Zum Hauptinhalt springen

Text to speech - Wio Terminal

In this part of the lesson, you will convert text to speech to provide spoken feedback.

Text to speech

The speech services SDK that you used in the last lesson to convert speech to text can be used to convert text back to speech.

Get a list of voices

When requesting speech, you need to provide the voice to use as speech can be generated using a variety of different voices. Each language supports a range of different voices, and you can get the list of supported voices for each language from the speech services SDK. The limitations of microcontrollers come into play here - the call to get the list of voices supported by the text to speech services is a JSON document of over 77KB in size, far to large to be processed by the Wio Terminal. At the time of writing, the full list contains 215 voices, each defined by a JSON document like the following:

{
"Name": "Microsoft Server Speech Text to Speech Voice (en-US, AriaNeural)",
"DisplayName": "Aria",
"LocalName": "Aria",
"ShortName": "en-US-AriaNeural",
"Gender": "Female",
"Locale": "en-US",
"StyleList": [
"chat",
"customerservice",
"narration-professional",
"newscast-casual",
"newscast-formal",
"cheerful",
"empathetic"
],
"SampleRateHertz": "24000",
"VoiceType": "Neural",
"Status": "GA"
}

This JSON is for the Aria voice, which has multiple voice styles. All that is needed when converting text to speech is the shortname, en-US-AriaNeural.

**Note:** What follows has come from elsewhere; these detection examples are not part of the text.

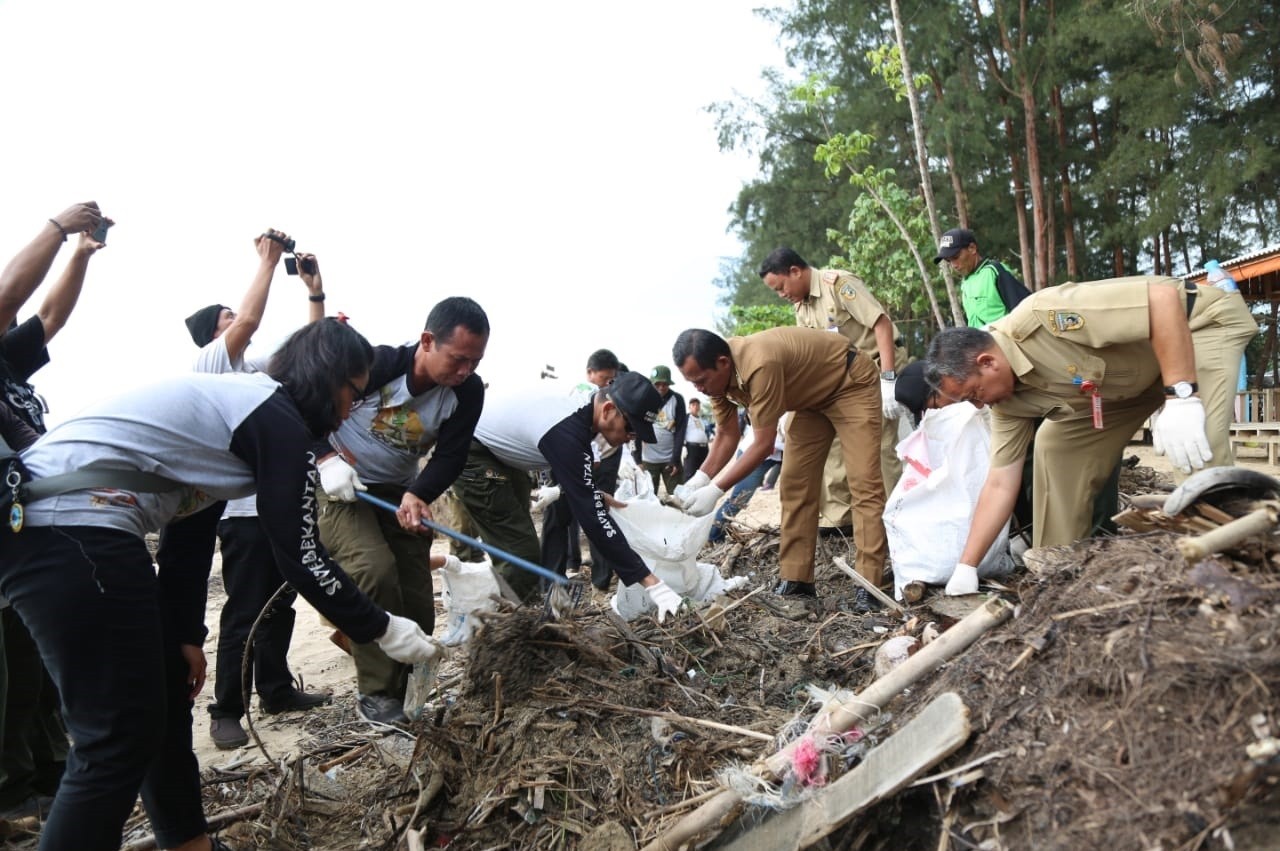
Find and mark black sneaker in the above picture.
[356,695,408,724]
[773,580,818,596]
[259,688,333,715]
[209,718,248,750]
[854,587,881,614]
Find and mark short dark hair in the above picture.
[586,348,618,372]
[671,328,733,370]
[924,328,996,388]
[426,296,489,343]
[266,317,374,439]
[760,246,809,278]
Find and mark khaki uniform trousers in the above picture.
[818,346,914,529]
[316,484,435,700]
[1175,293,1258,480]
[778,357,888,585]
[1032,294,1258,546]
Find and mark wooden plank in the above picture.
[831,555,906,614]
[710,691,969,851]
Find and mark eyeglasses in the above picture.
[343,379,365,411]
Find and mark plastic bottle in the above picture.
[1204,260,1240,293]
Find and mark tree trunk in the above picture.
[890,0,965,325]
[1052,86,1080,280]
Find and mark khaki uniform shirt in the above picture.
[712,328,850,430]
[795,269,900,360]
[987,275,1208,467]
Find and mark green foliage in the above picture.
[718,302,796,337]
[716,0,1280,319]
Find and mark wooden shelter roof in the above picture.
[1183,246,1280,305]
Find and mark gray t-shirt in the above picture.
[329,375,458,488]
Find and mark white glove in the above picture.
[378,613,440,664]
[316,453,369,503]
[684,470,712,491]
[881,379,902,420]
[680,485,724,517]
[534,485,559,511]
[645,580,684,623]
[1151,397,1213,472]
[946,563,978,596]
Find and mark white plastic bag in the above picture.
[884,402,1012,600]
[440,559,502,646]
[609,494,746,621]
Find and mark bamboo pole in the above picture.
[641,598,1014,851]
[1178,505,1280,564]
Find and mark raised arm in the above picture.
[223,230,287,363]
[38,230,102,344]
[0,201,102,334]
[297,255,324,322]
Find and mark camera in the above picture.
[284,257,316,275]
[262,233,297,252]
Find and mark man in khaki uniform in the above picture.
[672,322,887,607]
[760,248,908,516]
[928,275,1257,594]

Instead of downloading and decoding this entire list on your microcontroller, you will need to write some more serverless code to retrieve the list of voices for the language you are using, and call this from your Wio Terminal. Your code can then pick an appropriate voice from the list, such as the first one it finds.

Task - create a serverless function to get a list of voices

  1. Open your smart-timer-trigger project in VS Code, and open the terminal ensuring the virtual environment is activated. If not, kill and re-create the terminal.

  2. Open the local.settings.json file and add settings for the speech API key and location:

    "SPEECH_KEY": "<key>",
    "SPEECH_LOCATION": "<location>"

    Replace <key> with the API key for your speech service resource. Replace <location> with the location you used when you created the speech service resource.

  3. Add a new HTTP trigger to this app called get-voices using the following command from inside the VS Code terminal in the root folder of the functions app project:

    func new --name get-voices --template "HTTP trigger"

    This will create an HTTP trigger called get-voices.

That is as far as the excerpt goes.